Quantitative label-free imaging of lipid composition and packing of individual cellular lipid droplets using multiplex CARS microscopy

Abstract

Lipid droplets (LDs) are highly dynamic organelles that perform multiple functions, including the regulated storage and release of cholesterol and fatty acids. Information on the molecular composition of individual LDs within their cellular context is crucial in understanding the diverse biological functions of LDs, as well as their involvement in the development of metabolic disorders such as obesity, type II diabetes, and atherosclerosis. Although ensembles of LDs isolated from cells and tissues were analyzed in great detail, quantitative information on the heterogeneity in lipid composition of individual droplets, and possible variations within single lipid droplets, is lacking.
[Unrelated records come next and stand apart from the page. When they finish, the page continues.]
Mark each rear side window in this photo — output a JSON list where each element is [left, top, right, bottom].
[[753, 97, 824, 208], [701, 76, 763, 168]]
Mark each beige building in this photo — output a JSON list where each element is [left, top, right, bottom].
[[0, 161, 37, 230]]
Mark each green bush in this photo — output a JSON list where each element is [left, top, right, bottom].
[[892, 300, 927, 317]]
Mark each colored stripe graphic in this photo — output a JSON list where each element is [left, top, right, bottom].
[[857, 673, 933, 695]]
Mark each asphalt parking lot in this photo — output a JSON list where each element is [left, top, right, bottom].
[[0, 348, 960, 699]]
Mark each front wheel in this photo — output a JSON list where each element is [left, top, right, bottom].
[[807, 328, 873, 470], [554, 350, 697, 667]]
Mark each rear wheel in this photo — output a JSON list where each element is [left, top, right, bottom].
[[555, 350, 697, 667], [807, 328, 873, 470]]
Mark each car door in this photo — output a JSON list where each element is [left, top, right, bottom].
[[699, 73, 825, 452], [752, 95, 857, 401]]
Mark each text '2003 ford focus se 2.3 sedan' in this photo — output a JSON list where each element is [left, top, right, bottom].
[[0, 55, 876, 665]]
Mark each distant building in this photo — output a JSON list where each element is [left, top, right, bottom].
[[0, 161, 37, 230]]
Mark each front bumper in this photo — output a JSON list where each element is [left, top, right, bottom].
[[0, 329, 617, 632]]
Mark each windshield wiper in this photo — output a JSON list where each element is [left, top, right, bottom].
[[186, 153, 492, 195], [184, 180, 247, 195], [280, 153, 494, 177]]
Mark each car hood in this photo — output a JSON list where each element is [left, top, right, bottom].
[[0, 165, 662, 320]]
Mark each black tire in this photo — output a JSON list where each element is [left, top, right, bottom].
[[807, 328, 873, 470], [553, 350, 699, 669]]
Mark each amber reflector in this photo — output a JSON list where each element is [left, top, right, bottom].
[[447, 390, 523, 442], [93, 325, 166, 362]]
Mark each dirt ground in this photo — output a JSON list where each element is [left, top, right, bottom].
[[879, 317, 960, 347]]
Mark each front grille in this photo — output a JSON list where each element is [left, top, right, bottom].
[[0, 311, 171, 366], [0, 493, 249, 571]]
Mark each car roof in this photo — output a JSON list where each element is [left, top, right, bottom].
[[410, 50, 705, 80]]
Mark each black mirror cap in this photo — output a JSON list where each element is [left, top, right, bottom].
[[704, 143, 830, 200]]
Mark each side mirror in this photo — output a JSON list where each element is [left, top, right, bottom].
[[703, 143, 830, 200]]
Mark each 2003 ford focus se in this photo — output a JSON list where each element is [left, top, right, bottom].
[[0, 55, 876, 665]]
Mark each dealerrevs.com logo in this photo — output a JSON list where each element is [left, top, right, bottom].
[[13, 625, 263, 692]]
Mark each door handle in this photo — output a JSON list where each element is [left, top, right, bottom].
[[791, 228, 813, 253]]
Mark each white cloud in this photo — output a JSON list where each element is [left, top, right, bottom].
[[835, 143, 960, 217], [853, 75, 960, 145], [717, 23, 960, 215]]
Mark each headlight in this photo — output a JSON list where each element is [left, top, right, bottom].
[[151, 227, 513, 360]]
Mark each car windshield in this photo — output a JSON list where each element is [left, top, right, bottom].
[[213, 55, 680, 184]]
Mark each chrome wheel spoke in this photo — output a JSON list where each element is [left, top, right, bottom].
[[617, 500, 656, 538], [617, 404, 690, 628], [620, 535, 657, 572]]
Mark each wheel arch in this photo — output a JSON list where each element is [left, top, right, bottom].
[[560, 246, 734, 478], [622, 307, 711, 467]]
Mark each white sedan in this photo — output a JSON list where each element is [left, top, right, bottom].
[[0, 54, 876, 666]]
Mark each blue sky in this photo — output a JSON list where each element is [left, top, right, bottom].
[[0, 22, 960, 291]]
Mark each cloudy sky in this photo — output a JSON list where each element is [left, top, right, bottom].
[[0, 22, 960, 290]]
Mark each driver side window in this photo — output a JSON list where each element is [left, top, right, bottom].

Therefore, we used a label-free quantitative method to image lipids within LDs in 3T3-L1 cells. The method combines submicron spatial resolution in three dimensions, using label-free coherent anti-Stokes Raman scattering microscopy, with quantitative analysis based on the maximum entropy method. Our method allows quantitative imaging of the chemistry (level of acyl unsaturation) and physical state (acyl chain order) of individual LDs. Our results reveal variations in lipid composition and physical state between LDs contained in the same cell, and even within a single LD.

FIGURE 1

Illustration of quantitative nature of multiplex CARS. (a) Im{χ(3)} spectra of LA/PA mixtures in CCl₄ in the CC-stretch spectral region. The PA/LA molar ratio is indicated. (b) C = C spectral parameter (I₋₁₆₅₀/I₋₁₄₅₀), as derived from spectra in a, as a function of C = C double-bond concentration. (c and d) Im{χ(3)} spectra in CH-stretch vibrational region of different concentrations of PA in CCl₄, and of mixtures of PA and LA (100 mM total fatty-acid concentration) in CCl₄, respectively. (e) Integrated intensity of CH-stretch Im{χ(3)} spectra of a concentration series of PA in CCl₄ (red triangles) and PA/LA mixtures in CCl₄ (blue squares; 100 mM total fatty -acid concentration).

FIGURE 2

Multiplex CARS spectral imaging. (a) Bright-field image of an adipocyte incubated with a 1:3 mixture (mol/mol) of LA and PA. Marked region was imaged with multiplex CARS microscopy. Based on measured Im{χ(3)} spectra at every pixel, images are derived with contrast based on (d) lipid concentration (integrated intensity), (e) C = C concentration derived from CC-stretch region (I₋₁₆₅₀/I₋₁₄₅₀), and (f) acyl-chain order (I₋₂₈₈₀/I₋₂₈₄₅). (b and c) Representative Im{χ(3)} spectra were recorded at locations indicated (in d) for CC-stretch and CH-stretch spectral regions, respectively. Least-squares fit of a sum of three Lorentzians to the data is also shown (b). Acquisition time was 20 ms for a multiplex CARS spectrum at every pixel position (∼1 min/image).

FIGURE 3

Lipid-droplet composition and packing dependent on incubation medium. Multiplex CARS images are shown for adipocytes incubated with different mixtures of LA and PA. Contrast in first column (a, d, g, and j) is based on lipid concentration (integrated intensity). In second (b, e, h, and k) and third (c, f, i, and l) columns, CC_order (I₋₂₈₈₀/I₋₂₈₄₅) and C = C (I₋₁₆₅₀/I₋₁₄₅₀) parameters are displayed, respectively. (m and n) Values for C = C and CC_order are given, respectively, averaged over ∼20 LDs from at least six different adipocyte cells. For PA fractions ≤50%, LDs show homogeneous unsaturation and acyl-chain order levels. Error bars denote measured variation (1 SD). At PA fractions >50% (m and n, shaded areas), significant heterogeneity between and within LDs is evident, and only individual data points are shown. Because a variety of distribution patterns occurred for the latter incubation conditions, only g, h, i, j, k, and l are exemplary. Transition between homogeneous distributions of unsaturation and order parameters over LDs, and occurrence of heterogeneity within and/or between LDs, are indicated in m and n by shaded regions at elevated PA fractions. Dashed lines indicate reference value obtained for LDs formed in 3T3-L1 cells incubated in medium without added fatty acid (but containing 2% serum; see Methods). Scale bars, 5 μm.

FIGURE 4

Fatty-acid uptake initially results in many small LDs. Multiplex CARS image of LDs in adipocyte after changing incubation medium from pure PA to pure LA. Contrast was based on (a) fatty-acid concentration, and (b) on C = C (I₋₁₆₅₀/I₋₁₄₅₀ intensity ratio). Scale bar, 5 μm.